Peripheral Processor Routines and Requests

PP Code vs. CPU Code

In the early days of CDC operating systems, much of the operating system was coded on PPs. I'm not sure of the reason for this, especially since the PP instruction set was quite awkward. I'm sure that some motivating factors were:

The desire to keep central memory free for user programs.
The CPU's inability to do I/O. (But many OS responsibilities have nothing to do with I/O.)
The fact that there were more PPs than CPUs.

Most CDC machines had only a single CPU, but the 6500 had two. This meant that at MSU, there were only 5 times as many PPs as CPUs, not 10 times as at most other sites. For this and other reasons, Michigan State implemented many of its enhancements in CPU code, and in fact moved many existing OS functions from PP code to CPU code.

For the OS "kernel" itself (though that word was never used), both CPU and PP components were done entirely in assembly language. Furthermore, routines were written to reside at particular memory locations. (There was PP relocatable code, but it was awkward and not used much, and had to follow very strict conventions.) PPs did not have an RA register to bias addresses, and CPU OS code often ran with RA=0. (A number of CPU OS routines did run with RA not equal to 0. They had all sevens for their FL and referenced low core tables by negative addresses, wrapping around memory.) As I recall, there was a limited amount of overlaying done with CPU OS code. But if you like overlays, PPs are the place for you.

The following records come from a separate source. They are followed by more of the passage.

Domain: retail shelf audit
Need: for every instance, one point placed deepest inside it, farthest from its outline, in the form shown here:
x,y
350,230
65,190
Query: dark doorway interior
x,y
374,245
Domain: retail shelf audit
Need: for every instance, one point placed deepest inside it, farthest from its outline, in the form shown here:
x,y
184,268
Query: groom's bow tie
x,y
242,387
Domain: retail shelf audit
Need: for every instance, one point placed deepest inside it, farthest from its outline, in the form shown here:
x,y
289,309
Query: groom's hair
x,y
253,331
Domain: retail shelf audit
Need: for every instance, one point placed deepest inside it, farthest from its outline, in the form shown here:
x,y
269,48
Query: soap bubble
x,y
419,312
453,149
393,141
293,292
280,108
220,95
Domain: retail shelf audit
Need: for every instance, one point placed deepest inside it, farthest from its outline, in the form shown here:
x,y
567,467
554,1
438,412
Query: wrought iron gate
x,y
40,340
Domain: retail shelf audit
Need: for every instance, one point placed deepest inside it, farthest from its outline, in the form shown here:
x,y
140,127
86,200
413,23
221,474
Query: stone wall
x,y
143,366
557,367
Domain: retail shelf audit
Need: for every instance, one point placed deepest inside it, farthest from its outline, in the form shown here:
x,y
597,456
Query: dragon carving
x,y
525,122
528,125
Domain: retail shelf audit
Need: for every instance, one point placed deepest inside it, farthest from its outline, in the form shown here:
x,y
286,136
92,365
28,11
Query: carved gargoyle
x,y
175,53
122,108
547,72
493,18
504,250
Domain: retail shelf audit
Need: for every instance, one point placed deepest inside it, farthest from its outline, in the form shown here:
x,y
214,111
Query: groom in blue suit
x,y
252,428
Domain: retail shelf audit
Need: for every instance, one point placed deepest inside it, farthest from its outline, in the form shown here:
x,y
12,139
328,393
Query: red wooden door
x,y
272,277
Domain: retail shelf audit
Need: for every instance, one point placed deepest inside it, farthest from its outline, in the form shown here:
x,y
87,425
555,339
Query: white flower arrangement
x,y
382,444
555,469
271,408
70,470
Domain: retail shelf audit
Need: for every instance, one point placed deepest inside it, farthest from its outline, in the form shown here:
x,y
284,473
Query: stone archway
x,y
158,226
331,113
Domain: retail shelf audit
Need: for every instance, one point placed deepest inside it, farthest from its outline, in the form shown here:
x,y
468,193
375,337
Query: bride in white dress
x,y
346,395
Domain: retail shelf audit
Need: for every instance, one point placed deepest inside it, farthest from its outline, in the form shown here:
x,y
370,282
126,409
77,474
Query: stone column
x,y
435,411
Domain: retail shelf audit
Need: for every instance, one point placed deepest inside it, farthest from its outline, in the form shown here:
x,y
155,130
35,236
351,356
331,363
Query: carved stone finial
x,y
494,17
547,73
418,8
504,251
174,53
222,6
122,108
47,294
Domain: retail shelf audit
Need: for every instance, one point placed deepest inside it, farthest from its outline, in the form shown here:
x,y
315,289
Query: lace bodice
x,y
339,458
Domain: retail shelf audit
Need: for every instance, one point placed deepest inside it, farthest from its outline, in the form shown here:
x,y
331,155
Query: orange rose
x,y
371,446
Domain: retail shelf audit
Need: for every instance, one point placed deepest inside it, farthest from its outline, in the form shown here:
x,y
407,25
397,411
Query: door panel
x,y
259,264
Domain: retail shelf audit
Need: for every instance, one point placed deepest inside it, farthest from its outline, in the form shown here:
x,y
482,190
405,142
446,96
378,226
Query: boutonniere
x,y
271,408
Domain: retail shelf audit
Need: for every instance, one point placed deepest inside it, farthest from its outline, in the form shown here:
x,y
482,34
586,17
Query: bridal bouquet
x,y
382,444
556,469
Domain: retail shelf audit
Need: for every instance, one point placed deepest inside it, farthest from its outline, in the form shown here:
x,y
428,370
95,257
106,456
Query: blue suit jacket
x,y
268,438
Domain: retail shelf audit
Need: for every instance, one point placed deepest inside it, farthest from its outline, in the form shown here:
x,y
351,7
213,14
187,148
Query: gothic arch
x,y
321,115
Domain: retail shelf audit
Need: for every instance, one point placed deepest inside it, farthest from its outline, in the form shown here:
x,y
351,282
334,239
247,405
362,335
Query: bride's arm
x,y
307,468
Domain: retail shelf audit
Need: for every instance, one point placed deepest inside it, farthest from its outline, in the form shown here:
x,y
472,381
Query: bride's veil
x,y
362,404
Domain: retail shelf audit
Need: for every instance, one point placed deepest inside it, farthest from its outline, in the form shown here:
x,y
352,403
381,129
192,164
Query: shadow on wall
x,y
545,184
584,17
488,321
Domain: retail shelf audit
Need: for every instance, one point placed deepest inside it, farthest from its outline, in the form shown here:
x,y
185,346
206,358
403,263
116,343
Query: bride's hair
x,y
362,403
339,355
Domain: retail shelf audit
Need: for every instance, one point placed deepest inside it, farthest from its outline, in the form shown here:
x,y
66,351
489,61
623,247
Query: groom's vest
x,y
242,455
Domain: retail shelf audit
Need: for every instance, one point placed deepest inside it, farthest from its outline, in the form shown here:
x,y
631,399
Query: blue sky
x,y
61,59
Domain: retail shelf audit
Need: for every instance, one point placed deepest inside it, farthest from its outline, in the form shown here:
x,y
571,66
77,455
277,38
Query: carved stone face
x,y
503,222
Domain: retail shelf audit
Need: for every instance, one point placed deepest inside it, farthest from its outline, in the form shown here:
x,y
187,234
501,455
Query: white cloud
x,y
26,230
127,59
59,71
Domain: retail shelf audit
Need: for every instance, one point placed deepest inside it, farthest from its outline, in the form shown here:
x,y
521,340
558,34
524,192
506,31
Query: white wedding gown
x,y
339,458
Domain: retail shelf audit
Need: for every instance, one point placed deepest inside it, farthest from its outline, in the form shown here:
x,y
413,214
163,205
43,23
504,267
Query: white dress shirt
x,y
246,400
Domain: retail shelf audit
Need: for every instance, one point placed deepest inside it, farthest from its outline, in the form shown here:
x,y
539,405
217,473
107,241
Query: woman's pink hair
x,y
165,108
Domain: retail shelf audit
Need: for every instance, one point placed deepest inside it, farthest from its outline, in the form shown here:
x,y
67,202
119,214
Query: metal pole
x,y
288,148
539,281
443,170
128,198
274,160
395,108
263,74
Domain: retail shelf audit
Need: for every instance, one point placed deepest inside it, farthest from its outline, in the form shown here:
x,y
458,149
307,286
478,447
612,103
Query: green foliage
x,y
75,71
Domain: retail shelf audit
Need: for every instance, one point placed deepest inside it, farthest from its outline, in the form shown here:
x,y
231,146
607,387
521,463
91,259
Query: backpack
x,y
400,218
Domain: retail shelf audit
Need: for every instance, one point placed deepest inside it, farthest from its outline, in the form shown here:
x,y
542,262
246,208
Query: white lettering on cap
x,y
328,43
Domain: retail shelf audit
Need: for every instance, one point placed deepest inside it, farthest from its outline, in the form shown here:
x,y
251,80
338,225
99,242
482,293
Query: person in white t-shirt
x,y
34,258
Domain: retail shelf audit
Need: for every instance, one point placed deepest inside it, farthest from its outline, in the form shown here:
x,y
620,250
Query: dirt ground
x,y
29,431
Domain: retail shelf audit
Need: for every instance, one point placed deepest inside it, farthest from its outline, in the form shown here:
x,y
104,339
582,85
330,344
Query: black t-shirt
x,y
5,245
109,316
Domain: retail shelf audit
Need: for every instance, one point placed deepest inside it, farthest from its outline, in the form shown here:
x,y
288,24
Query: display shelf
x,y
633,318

Overlays and PP Memory Layout

There were two basic types of PP programs: those that used the standard "PP Resident" library, and those that did not. PP Resident was a very tightly coded collection of useful utility routines used by nearly all PP programs. A few important PP programs were so space-critical that they were written without the benefit of this library. PP Resident was inexplicably named STL; some people guessed that might stand for SysTem Library. Around 1980 (rather late in the game), STL was recoded by MSU systems programmer Mary Kestenbaum, squeezing out a few more bytes and making the code more elegant. I deeply regret having lost my listing of MCK's STL. I can no longer remember most of the functions PP resident provided. I do remember that it packed a lot of functionality into 700 octal 12-bit bytes, the equivalent of 672 decimal 8-bit bytes.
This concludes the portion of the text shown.